Climate model
webDICE includes a model of how emissions of CO2 affect temperatures. The model has two components. The first is how carbon moves around the earth, between the oceans and the atmosphere. This component determines long emissions of CO2 stay in the atmosphere. The second is how the emissions that stay in the atmosphere increase temperatures. This latter component is called radiative forcing.

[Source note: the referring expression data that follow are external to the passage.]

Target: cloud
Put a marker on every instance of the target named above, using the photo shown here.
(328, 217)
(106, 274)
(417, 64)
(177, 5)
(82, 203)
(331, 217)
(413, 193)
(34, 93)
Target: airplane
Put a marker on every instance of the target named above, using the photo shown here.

The model of how emission move around the earth assumes that emissions from economic activity are released into the atmosphere. Some of these emissions are absorbed by the upper layers of the ocean and from there into the lower ocean. The rate of absorption into the upper and lower ocean determines how long emissions stay in the atmosphere. There are no parameters choices for the climate model, but in Advanced Move, you can choose the default model, which is used in Nordhaus’s DICE models, or the ‘BEAM, simplified‘ model, which is a more accurate but slightly slower running model. (Optimization using BEAM may be particularly slow and possibly time out.) more
The default climate model in DICE simulates the carbon cycle using a linear there-reservoir model where the three reservoirs are the deep oceans, the upper ocean and the atmosphere. Each of these reservoirs is well-mixed in the short run. A transition matrix governs the transfer of carbon among the reservoirs. If $M_{i}(t)$, is he mass of carbon (gigatons) in reservoir $i$, then: \[ \left[\begin{array}{c} M_{AT}(t)\\ M_{UP}(t)\\ M_{LO}(t) \end{array}\right]=\left[\begin{array}{ccc} \phi_{11} & \phi_{12} & 0\\ 1-\phi_{11} & 1-\phi_{12}-\phi_{32} & \phi_{23}\\ 0 & \phi_{32} & 1-\phi_{23} \end{array}\right]\left[\begin{array}{c} M_{AT}(t-1)\\ M_{UP}(t-1)\\ M_{L0}(t-1) \end{array}\right]+\left[\begin{array}{c} E(t-1)\\ 0\\ 0 \end{array}\right], \] where the parameters $\phi_{i,j}$ represent the transfer rate from reservoir $i$ to reservoir $j$ (per time period), and $E(t)$ is emissions at time $t$. The model only includes CO2 in its emissions factor and atmospheric carbon concentration. Other greenhouse gases are assumed to be exogenous and enter the forcing equation separately.